The order has expanded across India and the world. In the diocese of Bellary, a Missionaries of Charity convent is located just behind the school where Father Bashyam works. Mother Teresa visited this convent in 1973 and 1975.
Today, six nuns staff a home there for children who have been abandoned, children with disabilities, and elderly men and women with nowhere else to turn.
“Most of them are bed ridden,” Father Lazar said of the children with disabilities.
The children who are healthy enough, attended school, including the high school where Father Bashyam serves.
“I spend a full day in school with 1,500 students,” said Father Bashyam. “Most of them are poor children. We have 40 children from a leprosy colony.”
The nuns at the convent also visit nearby smaller villages on a regular basis, providing food and medical care.
Father Lazar is engaged in a different sort of ministry than Father Bashyam, but is also dedicated to helping the poor and others in need. He is assigned to Holy Cross Church in the city of Sirwar. He is pastor to 27 Catholic families in that city. He also cares for eight substations of the church, which are in smaller villages and contain about 10-15 Catholic families. The church also supports a school that goes until sixth grade.

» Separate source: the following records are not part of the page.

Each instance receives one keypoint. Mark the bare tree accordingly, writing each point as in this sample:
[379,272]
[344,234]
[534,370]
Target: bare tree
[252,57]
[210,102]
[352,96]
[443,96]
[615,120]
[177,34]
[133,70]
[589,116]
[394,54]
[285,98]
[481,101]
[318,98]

The schools and other ministries operated by the Diocese of Bellary are open to people of all religions, according to the priests. With the Catholic population being very small, a lot of the financial support comes from Hindus and Muslims that support the efforts.
With regular collections, the parishioners at Nativity in Dubuque also support ministries in the Diocese of Bellary. Over the years, the parish has contributed to the construction of numerous schools, churches and other projects. Father Bashyam’s school is currently in the middle of construction of a new school building.
The two priests cherish their relationships with people in the Archdiocese of Dubuque and hospitality has been given in many ways. Several years ago, for example, Msgr. Tom Zinkula, currently the rector at St. Pius X Seminary, visited India for a month and stayed with Fathers Bashyam and Lazar.
As the two priests continue to imitate Christ to others in their part of the world, they join many in looking to Mother Teresa and other holy people, like St. Alphonsa of Kerala, the first native Indian saint, for inspiration.
“Hindus, Muslims and Christians, they all look upon Mother Teresa as a saint,” said Father Lazar. “She is a witness to Christ.”
In the Diocese of Bellary, Catholics celebrated St. Teresa’s canonization with processions, praying of the rosary and Masses, according to the priests.
After about a month visiting the United States, Fathers Bashyam and Lazar are set to return home on Sept. 16.
“We are very grateful for being accepted in the tri-state area,” said Father Bashyam.